A residue function (res) does the sum of y values for y>thr (threshold). It returns the residue between this sum and the target.

In this example, a target is calculated for y>70 and I would like to find, after minimization, y=70 starting from y=60.

import numpy as np
import lmfit

x=np.linspace(0,10,51)
y=(x+4)*(x-14)*-1

def res(params,y,target):
    parvals = params.valuesdict()
    sum=y[y>parvals['thr']].sum()
    return [(target-sum)**2]

target=y[y>70].sum()

pars=lmfit.Parameters()
pars.add('thr', value=60, min=y.min(), max=y.max())

minner = lmfit.Minimizer(res, pars, fcn_args=(y, target))
result = minner.minimize()

Why does not the fit work : 70 is not returned but 60 (the initial value) is returned ?

Thanks for answer.


Solution

  • The fit does not work because you are using a continuous variable (pars['thr']) as a discrete value [y>parvals['thr']]. When the fit is running, it will try to calculate the change in the result by making small changes in the variable values. If you add a print() to your function:

    def res(params,y,target):
        parvals = params.valuesdict()
        print(parvals['thr'])
        sum=y[y>parvals['thr']].sum()
        return [(target-sum)**2]
    

    you will get

    60.0
    60.0
    60.0
    60.00000089406967
    60.0
    

    As the fit tries to find which way and by how much thr should change. And it will see that changing thr has no impact on the result.

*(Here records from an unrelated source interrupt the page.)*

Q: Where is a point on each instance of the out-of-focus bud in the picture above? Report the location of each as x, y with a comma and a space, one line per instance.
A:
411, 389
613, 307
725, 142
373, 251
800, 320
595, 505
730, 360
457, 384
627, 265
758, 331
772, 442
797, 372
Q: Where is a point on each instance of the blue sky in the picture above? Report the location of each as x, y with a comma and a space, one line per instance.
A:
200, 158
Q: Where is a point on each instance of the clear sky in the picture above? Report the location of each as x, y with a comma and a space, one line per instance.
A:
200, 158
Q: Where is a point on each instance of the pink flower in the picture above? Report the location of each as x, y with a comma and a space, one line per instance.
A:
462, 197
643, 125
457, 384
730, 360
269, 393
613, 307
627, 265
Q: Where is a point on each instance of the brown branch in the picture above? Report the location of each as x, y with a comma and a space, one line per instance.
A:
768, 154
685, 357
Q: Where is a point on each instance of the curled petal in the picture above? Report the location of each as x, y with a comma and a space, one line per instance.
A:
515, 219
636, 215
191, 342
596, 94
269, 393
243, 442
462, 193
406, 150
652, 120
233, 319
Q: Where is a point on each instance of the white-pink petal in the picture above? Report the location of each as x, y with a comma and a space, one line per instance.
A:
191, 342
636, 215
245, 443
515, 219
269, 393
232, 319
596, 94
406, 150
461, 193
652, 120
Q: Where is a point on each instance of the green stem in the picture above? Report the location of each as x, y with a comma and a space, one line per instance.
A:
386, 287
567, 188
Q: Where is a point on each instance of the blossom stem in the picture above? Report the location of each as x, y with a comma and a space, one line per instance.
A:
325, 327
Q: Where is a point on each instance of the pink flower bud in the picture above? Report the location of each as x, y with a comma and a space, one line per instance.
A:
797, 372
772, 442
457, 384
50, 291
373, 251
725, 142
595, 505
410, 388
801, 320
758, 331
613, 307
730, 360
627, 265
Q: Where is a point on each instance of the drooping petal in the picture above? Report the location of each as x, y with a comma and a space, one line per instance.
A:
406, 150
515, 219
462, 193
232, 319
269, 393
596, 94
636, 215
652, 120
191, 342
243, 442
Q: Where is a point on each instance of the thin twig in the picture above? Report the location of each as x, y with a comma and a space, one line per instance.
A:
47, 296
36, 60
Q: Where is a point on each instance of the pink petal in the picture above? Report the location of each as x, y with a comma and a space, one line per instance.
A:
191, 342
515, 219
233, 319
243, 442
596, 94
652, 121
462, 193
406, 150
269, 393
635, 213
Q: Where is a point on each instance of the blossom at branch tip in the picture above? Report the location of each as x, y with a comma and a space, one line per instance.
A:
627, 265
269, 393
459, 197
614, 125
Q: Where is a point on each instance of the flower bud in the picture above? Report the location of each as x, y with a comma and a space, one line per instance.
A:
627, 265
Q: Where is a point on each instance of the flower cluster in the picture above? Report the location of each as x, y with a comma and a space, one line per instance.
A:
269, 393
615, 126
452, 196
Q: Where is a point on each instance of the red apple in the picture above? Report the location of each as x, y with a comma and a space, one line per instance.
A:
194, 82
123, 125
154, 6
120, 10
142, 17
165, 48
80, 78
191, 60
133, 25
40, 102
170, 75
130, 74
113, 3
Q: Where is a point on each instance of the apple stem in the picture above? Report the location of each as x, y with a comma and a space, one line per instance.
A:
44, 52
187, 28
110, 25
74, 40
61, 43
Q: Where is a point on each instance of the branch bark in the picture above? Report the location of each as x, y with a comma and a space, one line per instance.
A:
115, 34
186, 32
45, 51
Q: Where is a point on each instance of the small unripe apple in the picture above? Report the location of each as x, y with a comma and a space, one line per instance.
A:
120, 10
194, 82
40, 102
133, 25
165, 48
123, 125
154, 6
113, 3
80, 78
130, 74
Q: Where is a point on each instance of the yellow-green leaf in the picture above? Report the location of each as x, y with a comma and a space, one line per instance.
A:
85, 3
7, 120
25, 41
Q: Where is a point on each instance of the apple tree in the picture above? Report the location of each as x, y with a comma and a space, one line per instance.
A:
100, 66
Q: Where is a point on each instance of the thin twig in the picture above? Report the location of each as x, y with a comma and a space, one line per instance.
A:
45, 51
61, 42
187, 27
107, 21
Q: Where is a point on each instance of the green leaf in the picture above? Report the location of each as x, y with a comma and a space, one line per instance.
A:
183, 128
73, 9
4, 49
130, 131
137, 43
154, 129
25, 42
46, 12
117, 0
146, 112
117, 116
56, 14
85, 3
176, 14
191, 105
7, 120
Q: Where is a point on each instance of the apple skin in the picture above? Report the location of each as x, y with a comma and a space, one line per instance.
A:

    Basically, you need to change your use of thr from being a discrete variable into being a continuous variable. One easy way to do this is with the erf function (or another sigmoidal function), scaling to go from ~0 to ~1 over some small but not infinitesimal interval, for example

    from scipy.special import erf
    
    def res(params,y,target):
        parvals = params.valuesdict()   
        step = (1 + erf(y-parvals['thr']))/2.0
        sum = (y*step).sum()
        return target-sum   # was [(target-sum)**2]
    

    That step array will have non-zero/non-one values near the threshold giving just enough signal for the fit to decide where to move.

    Also, note that returning [(target-sum)**2] will work, but that just returning the residual target-sum will allow the fit to see not only the magnitude but also the sign of the misfit, and allow the fit to converge faster.

    With those changes, you should get the correct value for thr of 70 with about 11 function evaluations.